Abstract We propose to test the hypothesis that progesterone receptor (PR) activation enhances the AMPA receptor (AMPAR)-mediated synaptic transmission of hippocampal principal neurons and increases seizure susceptibility. Cyclic fluctuations in progesterone levels in women of reproductive age with epilepsy are linked to catamenial seizure exacerbation. Furthermore, perimenstrual progesterone withdrawal is linked to migraines and dysphoria. Whether PR activation regulates these disorders is not known. Progesterone is historically thought to exert anticonvulsant effects via the potentiation of GABA-A receptor- mediated inhibition. In contrast, the role of PRs, which are also expressed in the brain, in regulating neuronal activity is poorly understood outside of the hypothalamic-pituitary axis. Our preliminary studies show that PR activation increases AMPAR expression in the hippocampus and enhances the AMPAR-mediated synaptic transmission of CA1 pyramidal neurons. These changes were associated with the increased activity of CA1 neurons. Furthermore, the blockade of PR by the anti-progestin RU-486 or by the genetic deletion of PRs prevented the observed upregulation of AMPARs. Finally, the specific activation of PRs with a synthetic agonist, nestorone, increased seizure susceptibility, while RU-486 treatment suppressed neurosteroid withdrawal-induced seizures in an experimental animal model. We propose to directly test the role of PRs in regulating AMPAR expression and the excitability of hippocampal principal neurons and to assess whether PRs regulate seizure susceptibility.
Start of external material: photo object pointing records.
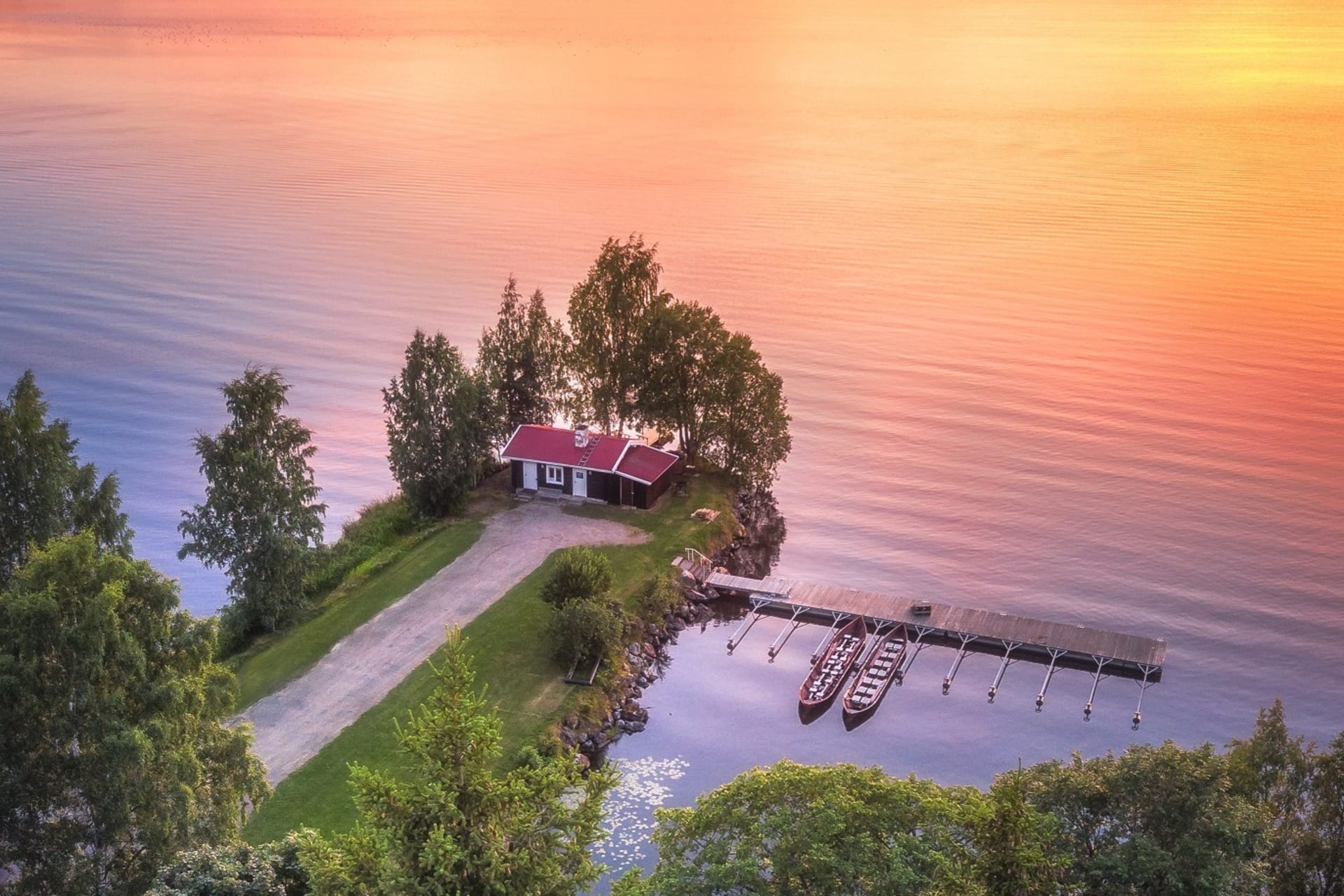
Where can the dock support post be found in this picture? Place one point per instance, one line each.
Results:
(956, 664)
(1050, 673)
(1003, 666)
(825, 638)
(784, 636)
(1142, 688)
(918, 645)
(1101, 664)
(742, 629)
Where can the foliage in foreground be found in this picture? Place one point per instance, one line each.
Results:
(1152, 820)
(261, 519)
(577, 574)
(113, 751)
(523, 363)
(1300, 788)
(1264, 817)
(438, 426)
(270, 869)
(454, 825)
(841, 830)
(585, 622)
(366, 543)
(46, 492)
(640, 356)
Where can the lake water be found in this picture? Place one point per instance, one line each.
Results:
(1056, 290)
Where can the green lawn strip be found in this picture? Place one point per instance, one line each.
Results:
(511, 660)
(283, 657)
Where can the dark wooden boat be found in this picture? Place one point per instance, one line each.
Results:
(834, 665)
(879, 669)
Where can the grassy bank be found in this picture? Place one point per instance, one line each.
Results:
(371, 567)
(511, 662)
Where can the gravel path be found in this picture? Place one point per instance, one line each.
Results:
(300, 719)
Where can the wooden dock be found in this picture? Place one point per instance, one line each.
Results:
(1006, 636)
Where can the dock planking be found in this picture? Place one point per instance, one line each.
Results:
(1084, 645)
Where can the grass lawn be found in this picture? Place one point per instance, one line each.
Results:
(273, 662)
(511, 662)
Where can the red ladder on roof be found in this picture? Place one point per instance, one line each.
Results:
(588, 451)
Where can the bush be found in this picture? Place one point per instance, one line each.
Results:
(585, 630)
(660, 597)
(270, 869)
(580, 574)
(378, 528)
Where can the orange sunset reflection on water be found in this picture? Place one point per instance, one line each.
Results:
(1056, 288)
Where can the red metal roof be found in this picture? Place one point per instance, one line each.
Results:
(645, 464)
(553, 445)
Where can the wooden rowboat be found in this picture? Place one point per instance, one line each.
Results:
(834, 665)
(876, 673)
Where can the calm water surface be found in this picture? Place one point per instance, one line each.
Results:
(1056, 290)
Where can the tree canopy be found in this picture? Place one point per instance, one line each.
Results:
(45, 491)
(523, 363)
(454, 825)
(746, 419)
(261, 517)
(813, 830)
(1301, 790)
(437, 426)
(1152, 821)
(610, 316)
(113, 752)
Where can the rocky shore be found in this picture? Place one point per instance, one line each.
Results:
(752, 552)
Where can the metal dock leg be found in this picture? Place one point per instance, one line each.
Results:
(1050, 673)
(825, 638)
(742, 630)
(1101, 664)
(1142, 688)
(1003, 666)
(910, 660)
(784, 636)
(956, 664)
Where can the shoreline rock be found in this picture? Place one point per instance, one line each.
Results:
(753, 552)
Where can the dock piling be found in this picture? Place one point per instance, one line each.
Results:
(784, 636)
(956, 664)
(1003, 666)
(918, 644)
(1101, 664)
(1142, 688)
(1050, 673)
(742, 630)
(825, 638)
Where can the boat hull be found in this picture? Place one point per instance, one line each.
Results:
(834, 666)
(879, 669)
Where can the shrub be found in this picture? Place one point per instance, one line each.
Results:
(379, 527)
(270, 869)
(580, 574)
(585, 630)
(660, 597)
In the first aim, we will activate PRs using nestorone in wild-type and knockout animals and determine its effect on the neuronal excitability and AMPAR-mediated synaptic transmission of CA1 pyramidal neurons and dentate granule cells, and on the expression of GluA1 and GluA2 subunit proteins and mRNA. We will use western blotting, qRT-PCR, and electrophysiological techniques in these studies. In the second aim, we will determine whether PR expression in CA1 neurons and DGCs changes during the estrous cycle, using fluorescent in situ hybridization assay, qRT-PCR and a mouse expressing myc-tagged PR. In the third aim, we will test whether PR activation reduces the seizure threshold and alters the susceptibility to status epilepticus and epileptogenesis by using continuous video-EEG recording.
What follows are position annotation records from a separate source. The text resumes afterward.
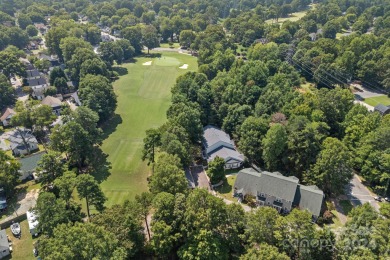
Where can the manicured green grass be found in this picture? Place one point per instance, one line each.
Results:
(374, 101)
(226, 190)
(166, 45)
(346, 205)
(23, 247)
(143, 99)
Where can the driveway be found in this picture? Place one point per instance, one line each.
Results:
(358, 194)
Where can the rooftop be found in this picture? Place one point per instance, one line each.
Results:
(7, 112)
(29, 164)
(51, 101)
(3, 240)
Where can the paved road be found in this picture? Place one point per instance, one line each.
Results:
(358, 193)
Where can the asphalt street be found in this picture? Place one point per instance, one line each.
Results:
(358, 193)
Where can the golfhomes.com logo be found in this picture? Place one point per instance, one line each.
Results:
(348, 239)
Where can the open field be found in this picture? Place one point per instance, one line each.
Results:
(374, 101)
(143, 99)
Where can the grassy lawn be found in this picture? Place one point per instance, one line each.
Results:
(374, 101)
(143, 99)
(226, 190)
(346, 205)
(166, 45)
(23, 247)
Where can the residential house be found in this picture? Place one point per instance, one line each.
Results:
(22, 142)
(4, 245)
(54, 103)
(32, 220)
(6, 116)
(42, 28)
(3, 200)
(37, 82)
(217, 143)
(29, 165)
(278, 191)
(382, 109)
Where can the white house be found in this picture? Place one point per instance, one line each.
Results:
(22, 141)
(4, 245)
(218, 143)
(6, 116)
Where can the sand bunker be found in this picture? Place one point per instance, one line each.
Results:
(148, 63)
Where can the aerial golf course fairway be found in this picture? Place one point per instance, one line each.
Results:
(143, 98)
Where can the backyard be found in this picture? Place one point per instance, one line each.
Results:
(143, 91)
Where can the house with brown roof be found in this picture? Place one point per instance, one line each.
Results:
(6, 116)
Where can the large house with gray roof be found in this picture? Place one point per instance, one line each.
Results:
(217, 143)
(278, 191)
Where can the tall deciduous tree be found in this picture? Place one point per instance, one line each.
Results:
(275, 147)
(144, 201)
(50, 167)
(150, 37)
(332, 170)
(125, 223)
(7, 94)
(81, 241)
(9, 173)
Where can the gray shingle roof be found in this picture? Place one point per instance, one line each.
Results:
(274, 184)
(51, 101)
(218, 143)
(310, 198)
(214, 137)
(226, 154)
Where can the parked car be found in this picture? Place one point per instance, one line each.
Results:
(3, 200)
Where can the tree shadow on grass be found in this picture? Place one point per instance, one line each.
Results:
(152, 55)
(120, 70)
(110, 126)
(99, 167)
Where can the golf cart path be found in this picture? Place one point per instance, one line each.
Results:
(25, 202)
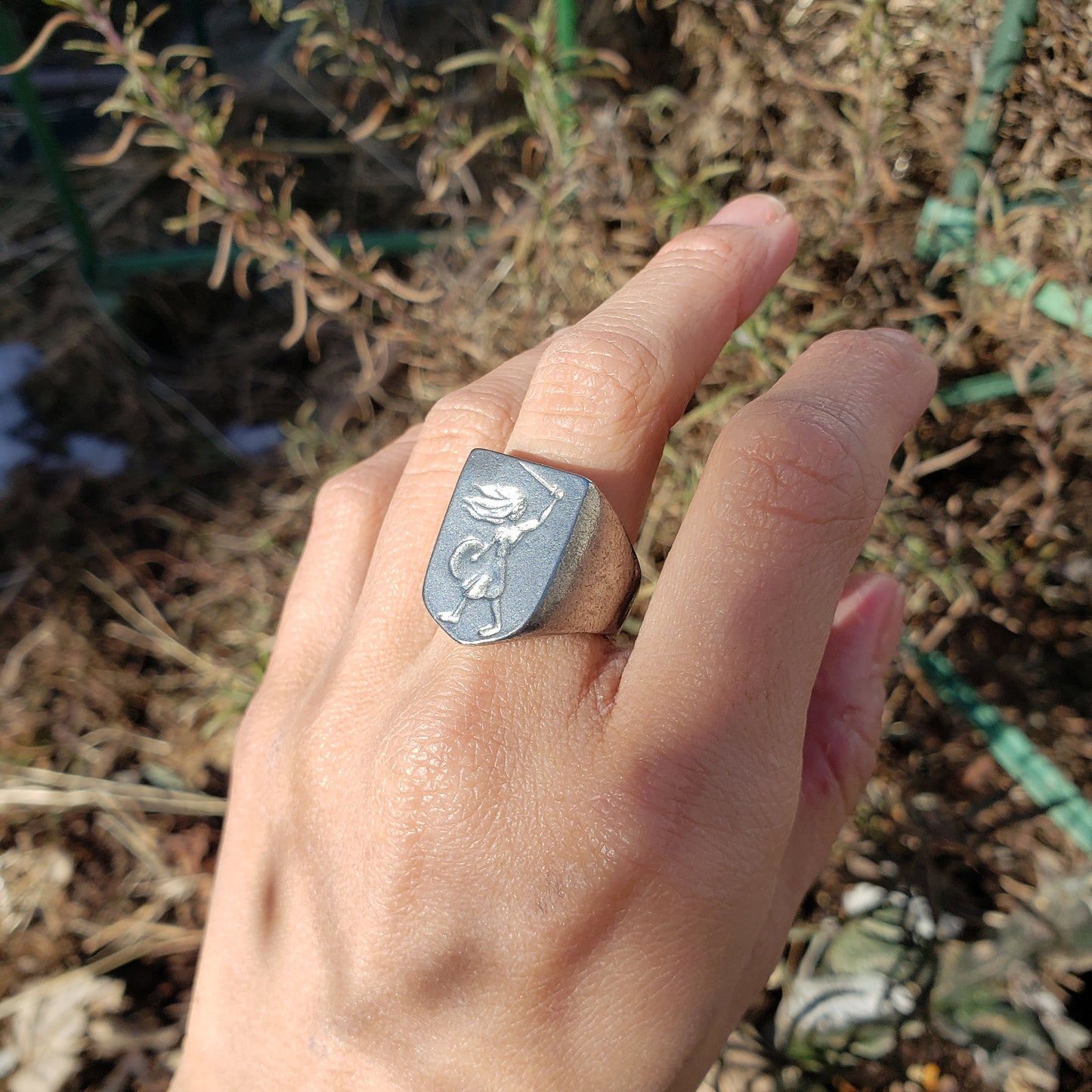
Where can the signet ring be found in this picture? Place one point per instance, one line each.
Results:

抽象的 我们建议检验黄体酮受体 (PR) 激活增强 AMPA 受体的假设 (AMPAR) 介导的海马主要神经元突触传递并增加癫痫发作 易感性。育龄妇女孕酮水平的周期性波动与癫痫有关 导致经期癫痫发作加剧。此外，经期黄体酮戒断与偏头痛有关 和烦躁不安。 PR 激活是否调节这些疾病尚不清楚。 历史上黄体酮被认为通过增强 GABA-A 受体发挥抗惊厥作用 介导的抑制。相比之下，也在大脑中表达的 PR 在调节神经元中的作用 人们对下丘脑-垂体轴之外的活动知之甚少。我们的初步研究表明，公关 激活增加海马 AMPAR 表达并增强 AMPAR 介导的突触 CA1 锥体神经元的传递。这些变化与 CA1 活性增加有关 神经元。此外，抗孕激素 RU-486 或 PR 基因删除可阻断 PR 阻止了观察到的 AMPAR 上调。最后，用合成的 PR 进行特异性激活 激动剂nestorone，增加癫痫易感性，而RU-486治疗抑制神经类固醇 实验动物模型中戒断诱发的癫痫发作。 我们建议直接测试 PR 在调节 AMPAR 表达和 AMPAR 兴奋性中的作用 海马主要神经元并评估 PR 是否调节癫痫易感性。 第一个目标是，我们将在野生型和基因敲除动物中使用nestorone激活PR，并确定其 对神经元兴奋性和 AMPAR 介导的 CA1 锥体神经元突触传递的影响 齿状颗粒细胞，以及 GluA1 和 GluA2 亚基蛋白和 mRNA 的表达。我们将使用 这些研究中的蛋白质印迹、qRT-PCR 和电生理学技术。在第二个目标中，我们将 确定 CA1 神经元和 DGC 中的 PR 表达在动情周期期间是否发生变化，使用 荧光原位杂交测定、qRT-PCR 和表达 myc 标记 PR 的小鼠。在第三个目标中，我们 将测试 PR 激活是否会降低癫痫阈值并改变对癫痫持续状态的易感性 通过使用连续视频脑电图记录和癫痫发生。